From 6de85b967004c3d87af581ab7d3323086bcc1251 Mon Sep 17 00:00:00 2001
From: Roberto Rosario <roberto.rosario.gonzalez@gmail.com>
Date: Tue, 14 Feb 2012 14:40:48 -0400
Subject: [PATCH] Don't pass the detached_signature descriptor, but clone it to
 avoid being closed, don't close file descriptors leave it up to caller to do
 so.

---
 apps/django_gpg/api.py | 27 +++++++++++++++------------
 1 file changed, 15 insertions(+), 12 deletions(-)
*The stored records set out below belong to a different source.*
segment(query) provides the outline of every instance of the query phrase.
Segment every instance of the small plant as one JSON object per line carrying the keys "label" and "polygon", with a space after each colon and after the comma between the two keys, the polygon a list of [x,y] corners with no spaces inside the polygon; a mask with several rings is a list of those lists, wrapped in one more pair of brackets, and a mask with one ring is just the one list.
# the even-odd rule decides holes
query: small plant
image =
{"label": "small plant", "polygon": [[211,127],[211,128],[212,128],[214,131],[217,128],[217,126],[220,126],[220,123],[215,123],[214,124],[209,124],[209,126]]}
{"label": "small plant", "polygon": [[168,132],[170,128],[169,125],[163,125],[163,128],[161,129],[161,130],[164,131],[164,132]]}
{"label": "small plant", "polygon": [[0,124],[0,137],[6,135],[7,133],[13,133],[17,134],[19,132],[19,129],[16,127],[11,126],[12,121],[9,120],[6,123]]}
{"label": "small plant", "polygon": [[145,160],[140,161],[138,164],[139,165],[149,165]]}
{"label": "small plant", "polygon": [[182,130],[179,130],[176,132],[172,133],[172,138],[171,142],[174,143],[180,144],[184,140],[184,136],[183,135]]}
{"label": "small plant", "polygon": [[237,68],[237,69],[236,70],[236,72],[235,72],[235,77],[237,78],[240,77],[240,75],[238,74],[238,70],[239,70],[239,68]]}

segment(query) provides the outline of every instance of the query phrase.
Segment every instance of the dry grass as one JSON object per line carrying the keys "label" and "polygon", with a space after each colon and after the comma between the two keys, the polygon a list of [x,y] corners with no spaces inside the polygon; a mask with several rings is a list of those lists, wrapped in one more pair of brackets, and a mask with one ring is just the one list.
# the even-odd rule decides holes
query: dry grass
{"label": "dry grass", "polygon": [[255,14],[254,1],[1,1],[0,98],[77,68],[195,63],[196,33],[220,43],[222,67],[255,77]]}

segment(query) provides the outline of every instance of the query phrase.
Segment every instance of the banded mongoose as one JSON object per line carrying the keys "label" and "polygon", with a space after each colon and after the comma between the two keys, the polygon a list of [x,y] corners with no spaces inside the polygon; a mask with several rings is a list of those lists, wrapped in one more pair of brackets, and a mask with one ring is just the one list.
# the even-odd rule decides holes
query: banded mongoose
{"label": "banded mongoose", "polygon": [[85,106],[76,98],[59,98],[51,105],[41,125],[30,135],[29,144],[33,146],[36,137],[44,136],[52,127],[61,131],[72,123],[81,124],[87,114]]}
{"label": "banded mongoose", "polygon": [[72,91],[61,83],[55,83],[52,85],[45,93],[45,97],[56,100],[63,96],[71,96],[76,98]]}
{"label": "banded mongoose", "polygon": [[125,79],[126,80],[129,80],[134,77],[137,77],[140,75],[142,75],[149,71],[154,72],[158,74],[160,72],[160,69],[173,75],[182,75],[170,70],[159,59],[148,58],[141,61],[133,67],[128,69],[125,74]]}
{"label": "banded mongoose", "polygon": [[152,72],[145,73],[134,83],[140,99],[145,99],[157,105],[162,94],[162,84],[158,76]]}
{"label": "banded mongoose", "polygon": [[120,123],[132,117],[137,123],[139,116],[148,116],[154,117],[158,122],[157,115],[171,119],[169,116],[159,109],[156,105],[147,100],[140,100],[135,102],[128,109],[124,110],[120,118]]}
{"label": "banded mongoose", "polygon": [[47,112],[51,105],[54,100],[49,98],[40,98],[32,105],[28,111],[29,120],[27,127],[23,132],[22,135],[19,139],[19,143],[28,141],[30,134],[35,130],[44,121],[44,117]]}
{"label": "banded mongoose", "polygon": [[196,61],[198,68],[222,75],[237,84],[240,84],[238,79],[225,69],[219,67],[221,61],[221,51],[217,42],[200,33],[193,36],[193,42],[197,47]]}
diff --git a/apps/django_gpg/api.py b/apps/django_gpg/api.py
index 7071135af6..38e60fde76 100644
--- a/apps/django_gpg/api.py
+++ b/apps/django_gpg/api.py
@@ -4,6 +4,11 @@ import logging
 import tempfile
 import os
 
+try:
+    from cStringIO import StringIO
+except ImportError:
+    from StringIO import StringIO
+
 from django.utils.translation import ugettext_lazy as _
 
 from hkp import KeyServer
@@ -174,7 +179,7 @@ class GPG(object):
 
         self.gpg = gnupg.GPG(**kwargs)
         
-    def verify_file(self, file_input, detached_signature=None, close_descriptor=True, fetch_key=False):
+    def verify_file(self, file_input, detached_signature=None, fetch_key=False):
         """
         Verify the signature of a file.
         """
@@ -185,36 +190,34 @@ class GPG(object):
             # Save the original data and invert the argument order
             # Signature first, file second
             file_descriptor, filename = tempfile.mkstemp(prefix='django_gpg')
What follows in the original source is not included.